[Discussion] Add support for SM/Dedicated for Managed Product Analytics provider
Problem Statement
- Product Analytics managed stack is complete and soon to be available to SaaS customers. It is currently being dogfooded by internal customers.
- Self-managed and Dedicated customers must currently run the product analytics stack themselves, using the provided k8s helm charts.
- Customers that do not wish to do this, cannot use product analytics.
Solution
groupcloud connector are creating a solution to this problem by exposing a set of APIs that allow non-GitLab.com installations to access shared managed backends provided by GitLab. It is likely that we should pivot to using this system.
I'm proposing, initially, that we would develop a cloud connector enabled solution for non-GitLab.com installations before migrating the existing GitLab.com managed infrastructure. The two flows are different, so would need to be implemented separately anyway.
I'm envisioning that the analytics manager would remain the single point of access to the managed analytics stack for onboarding and deprovisioning.
Implementation plan
Fundamentally, I think we'll need a new service that acts similarly to the AI Gateway; the "Monitor Gateway". It should handle all the requests from any GitLab instance for any of the Monitor features.
Onboarding a new project (not GitLab.com)
The Monitor Gateway should now be the single point of control for all PA calls, including querying cube. This is very different to the situation we have now, and a new analytics-manager should probably be developer in parallel to the current one.
- Use self-managed provider, if one provided by either instance admin, or project owner.
- SM instance regularly keeps access information up to date from customers.gitlab.com. (From the diagrams here, I think this is already handled)
- Project owner chooses "use managed-provider".
- SM instance calls
cloud.gitlab.com
, assuming that user is permitted to use feature. (In this case, Ultimate only - also add-on purchase from CDot required.) - Monitor Gateway fetches signing keys from customers.dot, if required.
- Monitor Gateway validates JWT received from SM instance.
- Monitor Gateway should then complete an onboarding process for the new instance.
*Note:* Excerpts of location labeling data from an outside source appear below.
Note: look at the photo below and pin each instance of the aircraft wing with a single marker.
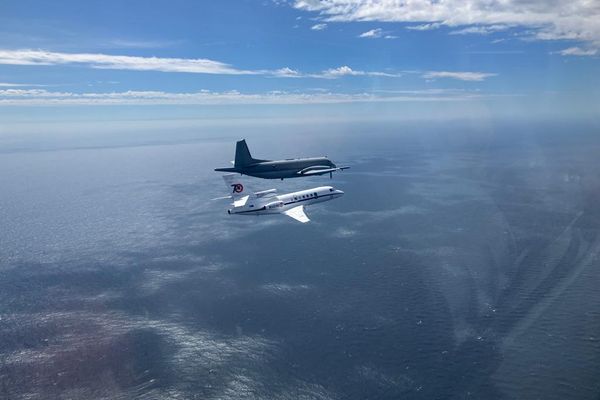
(297, 213)
(315, 171)
(241, 202)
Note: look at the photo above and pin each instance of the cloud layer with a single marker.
(185, 65)
(545, 20)
(41, 97)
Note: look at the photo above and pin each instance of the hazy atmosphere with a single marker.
(461, 262)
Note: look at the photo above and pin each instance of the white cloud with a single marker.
(198, 66)
(287, 73)
(106, 61)
(424, 27)
(345, 70)
(546, 20)
(7, 84)
(463, 76)
(578, 51)
(318, 27)
(41, 97)
(480, 30)
(372, 34)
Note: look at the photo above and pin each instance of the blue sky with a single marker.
(526, 57)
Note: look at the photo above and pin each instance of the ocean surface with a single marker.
(462, 262)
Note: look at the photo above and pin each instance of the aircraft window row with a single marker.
(307, 196)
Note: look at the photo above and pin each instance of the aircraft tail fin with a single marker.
(242, 155)
(237, 188)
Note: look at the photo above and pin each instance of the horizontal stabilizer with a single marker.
(312, 171)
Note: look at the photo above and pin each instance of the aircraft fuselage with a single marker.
(278, 204)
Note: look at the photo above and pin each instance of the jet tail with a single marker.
(237, 189)
(242, 155)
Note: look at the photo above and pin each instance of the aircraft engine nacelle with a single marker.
(274, 205)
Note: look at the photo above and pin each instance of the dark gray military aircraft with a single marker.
(278, 169)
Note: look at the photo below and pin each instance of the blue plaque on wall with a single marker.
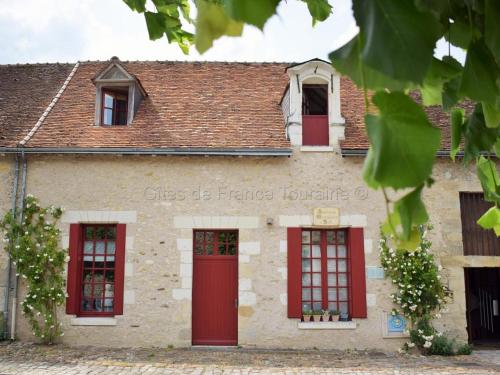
(396, 323)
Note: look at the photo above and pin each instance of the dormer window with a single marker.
(114, 107)
(118, 95)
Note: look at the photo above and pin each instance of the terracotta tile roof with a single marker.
(205, 105)
(25, 93)
(353, 111)
(189, 105)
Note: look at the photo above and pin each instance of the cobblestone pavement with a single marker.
(33, 359)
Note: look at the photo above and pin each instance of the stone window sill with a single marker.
(316, 148)
(326, 325)
(93, 321)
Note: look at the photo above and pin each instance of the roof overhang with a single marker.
(182, 151)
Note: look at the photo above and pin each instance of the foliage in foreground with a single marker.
(392, 54)
(420, 296)
(33, 247)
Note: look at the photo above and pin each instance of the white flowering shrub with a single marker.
(420, 295)
(33, 247)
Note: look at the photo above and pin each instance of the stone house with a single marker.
(213, 203)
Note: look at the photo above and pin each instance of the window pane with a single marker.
(316, 237)
(306, 279)
(222, 249)
(306, 236)
(110, 247)
(306, 266)
(341, 237)
(342, 279)
(342, 264)
(99, 247)
(342, 294)
(343, 307)
(332, 265)
(89, 233)
(316, 251)
(316, 279)
(108, 101)
(317, 294)
(332, 306)
(330, 237)
(100, 233)
(316, 265)
(332, 279)
(111, 233)
(108, 117)
(88, 247)
(332, 294)
(306, 294)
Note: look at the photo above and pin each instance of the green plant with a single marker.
(392, 56)
(420, 292)
(464, 349)
(33, 247)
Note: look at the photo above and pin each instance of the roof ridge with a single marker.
(49, 107)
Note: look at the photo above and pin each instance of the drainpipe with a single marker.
(16, 282)
(9, 268)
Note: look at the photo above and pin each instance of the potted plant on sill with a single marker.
(307, 314)
(317, 314)
(335, 315)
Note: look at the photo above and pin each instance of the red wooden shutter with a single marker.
(75, 235)
(358, 278)
(119, 268)
(294, 272)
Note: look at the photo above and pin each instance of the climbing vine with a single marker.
(33, 247)
(421, 295)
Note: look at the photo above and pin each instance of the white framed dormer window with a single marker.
(118, 95)
(311, 106)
This should look similar to the current onboarding process for a new project, but should segment newly created ClickHouse databases by GitLab instance ID. (This is received via the JWT).
- For example, right now each project in the ClickHouse database is named
gitlab_project_PROJECT_ID
but should now begitlab_project_XXXXX
whereXXXXX
is a hash of both the instance ID, and project ID.
- For example, right now each project in the ClickHouse database is named
- Once provisioned, the connection details should be returned to the SM instance and stored at the instance level. I'm not yet sure what this payload should include.
This section of work is likely to be extensive. We would be rebuilding the vast majority of the current onboarding flow.
Querying cube
The authentication and querying flow to cube would have to move from a single API key, stored at the instance level to the use of JWKS and a security context.
Currently, the GitLab API generates a JWT that grants access to the correct project. The encryption key is stored at the instance-level.
We should validate if we can use the same key from CDot here. Can we verify the claim which would include the instance ID as the sub
field which would help us deduce the correct CH database to query.
We would also have to combine the claim with the project ID, but that should be possible.